Dalam upaya mencari jawaban, Kodam juga mengundang ahli balistik dari berbagai institusi untuk memberikan pendapat. Proses ini memakan waktu beberapa hari hingga data lengkap diperoleh. Selain itu, pihak militer berencana melakukan uji coba kembali senjata yang digunakan dalam latihan tersebut untuk memastikan tidak ada kelemahan yang bisa memicu kejadian serupa.
**Official Announcement** berharap hasil pemeriksaan forensik dapat memberikan kejelasan kepada masyarakat, terutama mengenai tanggung jawab pihak yang bersangkutan. Jika terbukti ada pelanggaran standar operasional, maka sanksi sesuai dengan aturan akan diberikan. “Kita ingin menyelesaikan kasus ini secara adil, baik untuk prajurit maupun warga sipil,” ujar Kapendam.
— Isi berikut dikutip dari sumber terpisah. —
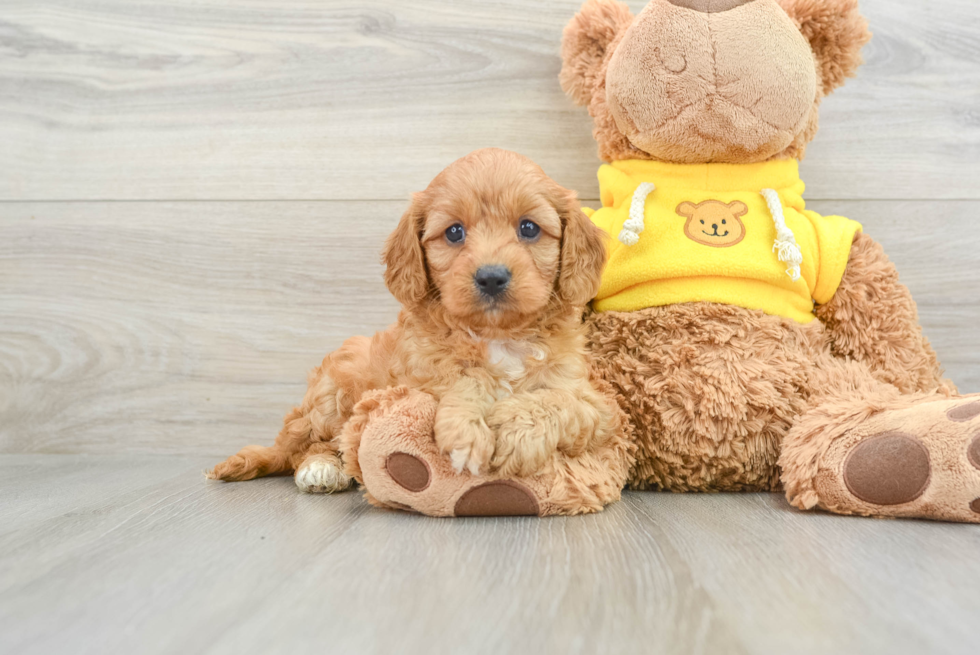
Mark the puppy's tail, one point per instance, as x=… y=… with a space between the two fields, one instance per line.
x=289 y=450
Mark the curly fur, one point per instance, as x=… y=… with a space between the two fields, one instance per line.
x=834 y=30
x=510 y=373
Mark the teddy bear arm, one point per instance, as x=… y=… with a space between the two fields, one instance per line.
x=873 y=318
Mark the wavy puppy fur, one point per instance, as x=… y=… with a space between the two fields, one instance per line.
x=509 y=370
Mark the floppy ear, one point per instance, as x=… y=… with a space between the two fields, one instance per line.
x=584 y=43
x=583 y=253
x=687 y=209
x=405 y=273
x=836 y=31
x=738 y=208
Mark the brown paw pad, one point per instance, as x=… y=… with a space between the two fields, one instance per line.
x=890 y=469
x=964 y=413
x=409 y=471
x=500 y=498
x=974 y=453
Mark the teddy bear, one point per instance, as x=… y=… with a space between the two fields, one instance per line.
x=754 y=344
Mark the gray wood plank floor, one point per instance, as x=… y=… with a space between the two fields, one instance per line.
x=143 y=556
x=193 y=197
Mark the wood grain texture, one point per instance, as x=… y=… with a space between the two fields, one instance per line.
x=189 y=327
x=332 y=99
x=142 y=555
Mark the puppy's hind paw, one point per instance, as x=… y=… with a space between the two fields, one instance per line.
x=321 y=475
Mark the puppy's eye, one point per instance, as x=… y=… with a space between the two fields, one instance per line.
x=529 y=229
x=455 y=233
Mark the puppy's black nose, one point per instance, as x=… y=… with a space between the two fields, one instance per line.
x=492 y=280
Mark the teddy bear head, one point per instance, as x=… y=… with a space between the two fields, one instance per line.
x=701 y=81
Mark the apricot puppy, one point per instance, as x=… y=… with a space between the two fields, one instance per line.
x=493 y=264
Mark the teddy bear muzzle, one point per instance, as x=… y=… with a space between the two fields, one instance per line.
x=692 y=81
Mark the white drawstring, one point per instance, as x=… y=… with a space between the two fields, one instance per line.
x=786 y=246
x=630 y=234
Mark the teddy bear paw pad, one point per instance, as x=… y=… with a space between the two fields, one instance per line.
x=889 y=469
x=409 y=471
x=498 y=498
x=920 y=461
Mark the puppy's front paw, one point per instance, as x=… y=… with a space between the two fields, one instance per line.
x=467 y=440
x=526 y=436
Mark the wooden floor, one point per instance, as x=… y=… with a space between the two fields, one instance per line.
x=193 y=197
x=136 y=554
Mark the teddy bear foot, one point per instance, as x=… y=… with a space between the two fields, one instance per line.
x=919 y=462
x=389 y=448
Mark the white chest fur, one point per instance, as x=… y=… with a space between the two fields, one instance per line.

Sebagai bagian dari upaya transparansi, Kodam juga membuka saluran komunikasi dengan warga sekitar untuk menjawab pertanyaan dan kekhawatiran mereka. Pemeriksaan forensik ini menjadi langkah penting dalam menegaskan komitmen TNI untuk menjaga keamanan dan ketertiban di wilayah operasional. Dengan adanya data yang jelas, diharapkan masyarakat tidak perlu cemas terhadap kemungkinan penembakan yang tidak terkendali.
“Kita berharap proses ini bisa selesai dalam waktu dekat, agar masyarakat mendapatkan kejelasan secara lengkap,” tambah Kapendam.
**Official Announcement** menegaskan bahwa Kodam Tuanku Imam Bonjol akan terus melakukan upaya untuk memastikan penyebab peluru nyasar terungkap. Pemeriksaan tidak hanya berfokus pada senjata dan amunisi, tetapi juga pada kondisi lingkungan sekitar serta peran setiap pihak dalam kejadian tersebut. Dengan hasil yang akurat, TNI dapat memberikan jawaban yang memuaskan kepada publik.